Le danger sociologique (
Gérald Bronner et
Etienne Géhin)
La sociologie, en France, a mauvaise presse. Souvenons-nous de la réaction de
Manuel Valls, face au terrorisme : « expliquer, c'est déjà vouloir un peu excuser» (8 janvier 2016).
L'essai de
Bronner et Géhin montre qu'il y a deux écoles en sociologie. L'école déterministe dans laquelle on peut ranger Bourdieu et ceux qui se réfèrent à ses travaux, et l'école analytique dont se réclament les auteurs. La première a le vent en poupe et est sollicitée souvent par les médias. La seconde est mal connue.

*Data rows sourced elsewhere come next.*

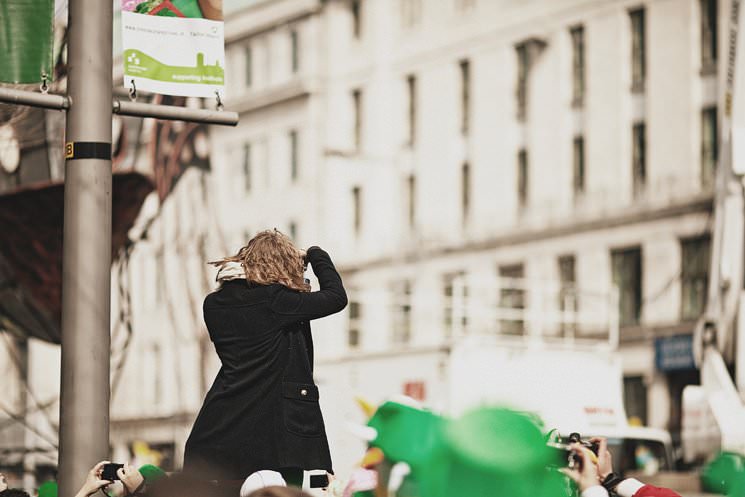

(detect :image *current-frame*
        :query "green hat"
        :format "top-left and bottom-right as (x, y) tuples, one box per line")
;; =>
(139, 464), (166, 483)
(367, 402), (444, 472)
(39, 481), (58, 497)
(701, 452), (745, 495)
(419, 408), (565, 497)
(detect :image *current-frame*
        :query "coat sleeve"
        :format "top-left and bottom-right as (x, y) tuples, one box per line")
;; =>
(616, 478), (680, 497)
(272, 247), (347, 321)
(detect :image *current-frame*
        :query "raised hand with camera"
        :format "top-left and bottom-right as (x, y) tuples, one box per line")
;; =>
(563, 437), (681, 497)
(75, 461), (113, 497)
(561, 443), (608, 497)
(116, 464), (145, 495)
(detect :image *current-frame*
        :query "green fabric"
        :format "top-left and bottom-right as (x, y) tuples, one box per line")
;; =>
(135, 0), (203, 19)
(368, 402), (566, 497)
(0, 0), (54, 83)
(367, 402), (444, 471)
(701, 452), (745, 497)
(138, 464), (166, 482)
(39, 481), (58, 497)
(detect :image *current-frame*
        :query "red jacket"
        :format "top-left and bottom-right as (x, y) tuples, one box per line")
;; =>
(616, 478), (680, 497)
(632, 485), (680, 497)
(582, 478), (681, 497)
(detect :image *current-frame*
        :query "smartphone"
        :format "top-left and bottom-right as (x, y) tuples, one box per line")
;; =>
(101, 462), (124, 481)
(310, 475), (329, 488)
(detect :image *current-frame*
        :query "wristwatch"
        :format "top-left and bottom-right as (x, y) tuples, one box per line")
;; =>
(601, 473), (624, 492)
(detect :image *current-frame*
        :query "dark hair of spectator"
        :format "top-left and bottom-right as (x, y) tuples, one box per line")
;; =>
(248, 487), (311, 497)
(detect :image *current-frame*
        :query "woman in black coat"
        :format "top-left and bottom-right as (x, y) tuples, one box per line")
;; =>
(184, 230), (347, 482)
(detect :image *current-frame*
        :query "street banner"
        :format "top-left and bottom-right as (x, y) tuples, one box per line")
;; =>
(0, 0), (54, 83)
(121, 0), (225, 98)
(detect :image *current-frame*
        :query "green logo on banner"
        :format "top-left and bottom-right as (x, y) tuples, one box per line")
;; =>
(0, 0), (54, 83)
(124, 50), (225, 85)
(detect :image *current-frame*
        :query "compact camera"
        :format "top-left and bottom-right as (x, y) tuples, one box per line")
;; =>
(547, 433), (600, 471)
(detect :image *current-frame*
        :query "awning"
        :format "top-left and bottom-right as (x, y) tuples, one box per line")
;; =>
(0, 172), (154, 343)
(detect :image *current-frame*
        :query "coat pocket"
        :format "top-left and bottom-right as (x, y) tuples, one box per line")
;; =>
(282, 381), (324, 437)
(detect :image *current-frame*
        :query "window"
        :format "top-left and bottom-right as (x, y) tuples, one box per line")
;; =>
(349, 0), (362, 39)
(352, 89), (362, 152)
(352, 186), (362, 235)
(569, 26), (585, 106)
(243, 47), (253, 88)
(559, 255), (579, 335)
(629, 9), (647, 92)
(406, 174), (416, 228)
(290, 29), (300, 74)
(399, 0), (422, 28)
(700, 0), (718, 74)
(611, 247), (642, 326)
(459, 60), (471, 135)
(572, 136), (585, 196)
(623, 376), (647, 426)
(243, 143), (251, 193)
(515, 43), (529, 121)
(460, 162), (471, 222)
(347, 300), (362, 349)
(517, 148), (528, 208)
(455, 0), (476, 12)
(406, 75), (416, 147)
(498, 264), (525, 335)
(680, 236), (711, 321)
(631, 123), (647, 195)
(155, 246), (163, 303)
(442, 271), (468, 338)
(392, 280), (411, 344)
(289, 129), (299, 181)
(701, 107), (719, 187)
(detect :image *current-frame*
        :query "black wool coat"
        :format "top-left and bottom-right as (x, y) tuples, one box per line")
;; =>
(184, 247), (347, 480)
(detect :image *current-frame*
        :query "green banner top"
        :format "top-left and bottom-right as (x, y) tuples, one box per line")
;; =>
(0, 0), (54, 83)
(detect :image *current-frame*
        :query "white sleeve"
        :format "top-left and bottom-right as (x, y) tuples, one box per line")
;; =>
(616, 478), (644, 497)
(581, 485), (608, 497)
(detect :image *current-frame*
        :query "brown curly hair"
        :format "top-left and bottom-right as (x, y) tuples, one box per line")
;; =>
(208, 228), (310, 292)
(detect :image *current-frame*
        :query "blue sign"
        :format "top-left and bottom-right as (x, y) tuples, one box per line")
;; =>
(654, 335), (696, 372)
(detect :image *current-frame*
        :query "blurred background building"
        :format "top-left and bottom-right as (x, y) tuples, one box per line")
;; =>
(0, 0), (729, 484)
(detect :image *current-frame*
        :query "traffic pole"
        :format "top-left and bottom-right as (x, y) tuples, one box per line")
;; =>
(59, 0), (113, 497)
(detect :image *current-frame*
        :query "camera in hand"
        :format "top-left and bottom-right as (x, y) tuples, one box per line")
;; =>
(548, 433), (600, 471)
(101, 462), (124, 481)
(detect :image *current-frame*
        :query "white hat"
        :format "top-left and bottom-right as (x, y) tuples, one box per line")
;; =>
(240, 469), (287, 497)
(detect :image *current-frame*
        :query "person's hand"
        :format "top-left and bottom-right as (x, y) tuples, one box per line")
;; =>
(590, 437), (613, 482)
(561, 444), (600, 493)
(116, 463), (145, 494)
(77, 461), (113, 497)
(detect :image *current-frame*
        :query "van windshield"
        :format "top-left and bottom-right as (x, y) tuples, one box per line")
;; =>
(608, 438), (672, 475)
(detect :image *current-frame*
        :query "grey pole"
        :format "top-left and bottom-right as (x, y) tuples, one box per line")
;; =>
(59, 0), (113, 497)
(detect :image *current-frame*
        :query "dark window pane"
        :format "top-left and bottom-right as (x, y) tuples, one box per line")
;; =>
(632, 123), (647, 195)
(701, 107), (719, 187)
(680, 236), (711, 320)
(573, 136), (585, 195)
(570, 26), (585, 105)
(517, 149), (528, 207)
(611, 248), (642, 326)
(629, 9), (646, 91)
(499, 264), (525, 335)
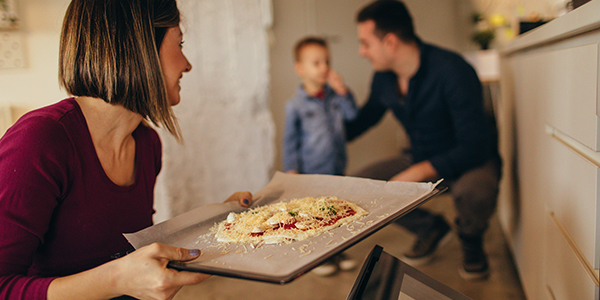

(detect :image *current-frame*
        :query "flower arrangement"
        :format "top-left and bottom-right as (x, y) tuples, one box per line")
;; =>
(471, 13), (506, 50)
(0, 0), (19, 29)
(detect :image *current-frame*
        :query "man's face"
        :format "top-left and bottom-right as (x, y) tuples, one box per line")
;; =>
(358, 20), (390, 71)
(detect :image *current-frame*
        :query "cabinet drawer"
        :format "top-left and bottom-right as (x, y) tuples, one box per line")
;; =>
(515, 43), (600, 151)
(542, 130), (599, 268)
(544, 214), (597, 300)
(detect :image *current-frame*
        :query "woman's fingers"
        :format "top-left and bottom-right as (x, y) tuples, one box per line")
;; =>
(147, 243), (200, 261)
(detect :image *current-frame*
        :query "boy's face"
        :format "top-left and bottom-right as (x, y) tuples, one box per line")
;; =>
(295, 44), (329, 86)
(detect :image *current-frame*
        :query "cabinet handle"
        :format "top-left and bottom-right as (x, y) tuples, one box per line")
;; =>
(549, 211), (600, 286)
(546, 125), (600, 167)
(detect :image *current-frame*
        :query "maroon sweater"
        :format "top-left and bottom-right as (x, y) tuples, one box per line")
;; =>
(0, 99), (161, 299)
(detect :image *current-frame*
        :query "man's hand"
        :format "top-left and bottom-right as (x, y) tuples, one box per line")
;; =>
(327, 70), (348, 96)
(390, 160), (438, 182)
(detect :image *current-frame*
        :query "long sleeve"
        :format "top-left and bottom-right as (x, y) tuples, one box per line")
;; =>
(334, 90), (358, 121)
(0, 118), (69, 299)
(345, 74), (387, 141)
(283, 102), (301, 172)
(429, 59), (491, 178)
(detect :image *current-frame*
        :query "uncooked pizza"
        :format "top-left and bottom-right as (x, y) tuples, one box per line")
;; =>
(215, 197), (369, 246)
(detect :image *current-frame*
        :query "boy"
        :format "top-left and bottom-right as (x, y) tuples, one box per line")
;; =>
(283, 37), (357, 175)
(283, 37), (357, 276)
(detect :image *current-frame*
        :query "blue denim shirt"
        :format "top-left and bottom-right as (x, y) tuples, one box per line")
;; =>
(283, 85), (357, 175)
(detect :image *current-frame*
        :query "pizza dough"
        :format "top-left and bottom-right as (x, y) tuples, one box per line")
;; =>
(213, 197), (369, 246)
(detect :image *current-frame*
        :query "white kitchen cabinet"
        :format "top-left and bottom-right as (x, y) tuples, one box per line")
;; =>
(498, 0), (600, 300)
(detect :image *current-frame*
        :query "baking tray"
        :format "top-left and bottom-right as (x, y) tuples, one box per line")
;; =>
(125, 172), (445, 284)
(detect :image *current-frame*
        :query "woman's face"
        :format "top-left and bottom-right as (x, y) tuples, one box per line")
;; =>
(158, 27), (192, 105)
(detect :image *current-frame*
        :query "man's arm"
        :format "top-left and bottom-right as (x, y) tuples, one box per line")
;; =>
(429, 59), (492, 178)
(345, 74), (387, 141)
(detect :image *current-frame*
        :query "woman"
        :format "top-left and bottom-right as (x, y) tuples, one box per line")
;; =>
(0, 0), (252, 299)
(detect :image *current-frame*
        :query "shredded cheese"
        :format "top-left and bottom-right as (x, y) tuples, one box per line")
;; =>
(213, 197), (368, 248)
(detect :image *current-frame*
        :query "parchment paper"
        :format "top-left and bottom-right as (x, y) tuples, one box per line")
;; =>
(125, 172), (444, 283)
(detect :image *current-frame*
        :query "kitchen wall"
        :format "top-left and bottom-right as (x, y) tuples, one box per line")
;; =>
(0, 0), (559, 220)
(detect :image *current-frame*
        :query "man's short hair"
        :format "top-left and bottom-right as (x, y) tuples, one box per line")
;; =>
(294, 36), (327, 62)
(356, 0), (418, 43)
(58, 0), (181, 138)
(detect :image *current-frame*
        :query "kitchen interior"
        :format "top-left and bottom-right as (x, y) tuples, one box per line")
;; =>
(0, 0), (600, 300)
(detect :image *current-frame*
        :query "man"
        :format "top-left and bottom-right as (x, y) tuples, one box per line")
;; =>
(346, 0), (500, 279)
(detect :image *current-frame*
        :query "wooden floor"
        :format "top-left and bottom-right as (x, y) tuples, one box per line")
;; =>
(175, 195), (526, 300)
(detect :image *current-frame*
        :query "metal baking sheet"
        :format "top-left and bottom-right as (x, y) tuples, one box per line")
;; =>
(125, 172), (445, 284)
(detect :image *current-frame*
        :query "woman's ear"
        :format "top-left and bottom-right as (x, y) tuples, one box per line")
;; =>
(383, 33), (400, 51)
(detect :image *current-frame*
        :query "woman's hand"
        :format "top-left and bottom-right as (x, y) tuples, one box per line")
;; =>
(47, 243), (210, 300)
(225, 192), (252, 207)
(113, 243), (210, 299)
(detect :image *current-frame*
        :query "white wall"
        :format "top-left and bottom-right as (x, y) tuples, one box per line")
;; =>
(271, 0), (469, 174)
(0, 0), (69, 109)
(0, 0), (560, 223)
(155, 0), (275, 221)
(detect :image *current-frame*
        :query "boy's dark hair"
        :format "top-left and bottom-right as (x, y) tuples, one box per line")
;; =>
(356, 0), (418, 43)
(294, 36), (327, 62)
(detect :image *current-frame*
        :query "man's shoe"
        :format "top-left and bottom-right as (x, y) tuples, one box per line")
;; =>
(403, 216), (450, 266)
(458, 236), (490, 280)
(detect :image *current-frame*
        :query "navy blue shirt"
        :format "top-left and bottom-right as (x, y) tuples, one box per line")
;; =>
(283, 85), (357, 175)
(346, 41), (497, 179)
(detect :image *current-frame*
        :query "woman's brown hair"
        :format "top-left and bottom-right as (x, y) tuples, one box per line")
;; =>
(59, 0), (181, 139)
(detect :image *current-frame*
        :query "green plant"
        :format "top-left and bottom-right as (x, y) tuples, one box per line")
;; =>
(472, 29), (496, 50)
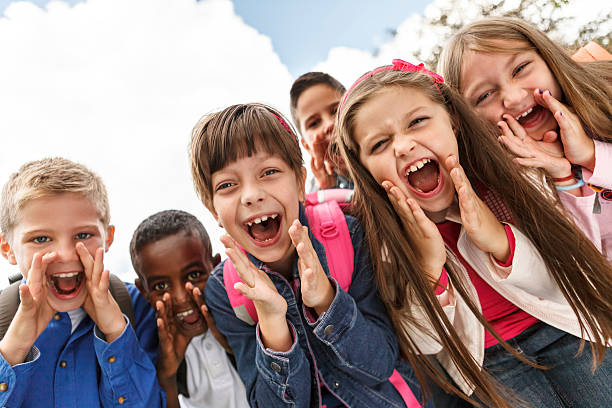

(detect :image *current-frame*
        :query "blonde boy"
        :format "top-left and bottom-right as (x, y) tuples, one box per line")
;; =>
(0, 158), (165, 408)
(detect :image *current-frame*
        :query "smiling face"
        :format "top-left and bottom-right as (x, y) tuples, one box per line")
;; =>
(354, 86), (458, 215)
(2, 193), (114, 312)
(138, 231), (216, 337)
(211, 150), (306, 273)
(296, 84), (342, 151)
(461, 41), (563, 140)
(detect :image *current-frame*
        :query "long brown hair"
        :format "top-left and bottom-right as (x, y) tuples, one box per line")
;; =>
(335, 70), (612, 407)
(438, 17), (612, 142)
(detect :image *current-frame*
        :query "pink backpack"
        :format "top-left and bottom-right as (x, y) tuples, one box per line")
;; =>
(223, 189), (421, 408)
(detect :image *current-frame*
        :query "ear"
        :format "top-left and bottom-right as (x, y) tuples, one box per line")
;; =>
(0, 233), (17, 265)
(134, 278), (149, 302)
(298, 166), (306, 203)
(104, 225), (115, 252)
(210, 254), (221, 268)
(300, 137), (310, 153)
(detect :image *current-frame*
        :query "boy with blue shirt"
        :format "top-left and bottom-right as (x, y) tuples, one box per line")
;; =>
(0, 158), (165, 408)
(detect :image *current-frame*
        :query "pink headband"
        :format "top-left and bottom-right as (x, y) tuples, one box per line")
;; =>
(338, 58), (444, 114)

Or, la première, déterministe, défend l'idée que les individus sont complètement « déterminés » par leur environnement social. Elle ne tiendrait pas compte des avancées scientifiques concernant la connaissance du cerveau. Elle aurait surtout le tort de déresponsabiliser les individus en les coupant de leurs actes, comme s'ils n'avaient pas de libre-arbitre et que leurs motivations prétendues n'étaient pas leurs motivations réelles et ne pouvaient par conséquent pas leur être reprochées. Selon les auteurs, les sociologues déterministes considéreraient que les responsables cachés des actes commis sont toujours des entités extérieures : la société, le milieu social, le système, le capitalisme… La césure qui existerait entre les individus et leurs agissements s'apparenterait donc aux théories du complot qui considèrent qu'il existe une instance supérieure qui agit délibérément pour manipuler les foules. On trouve parmi ces déterministes, des gens comme
Christine Delphy qui a fait du patriarcat son « ennemi principal » et
Geoffroy de Lagasnerie, ce sociologue qui a « expliqué » les fusillades contre les terrasses des cafés par les djihadistes comme l'expression d'une révolte de classe, les terrasses des cafés étant considérées comme des lieux intimidants et discriminants. Ces sociologues utilisent la sociologie comme un « sport de combat » à des fins idéologiques.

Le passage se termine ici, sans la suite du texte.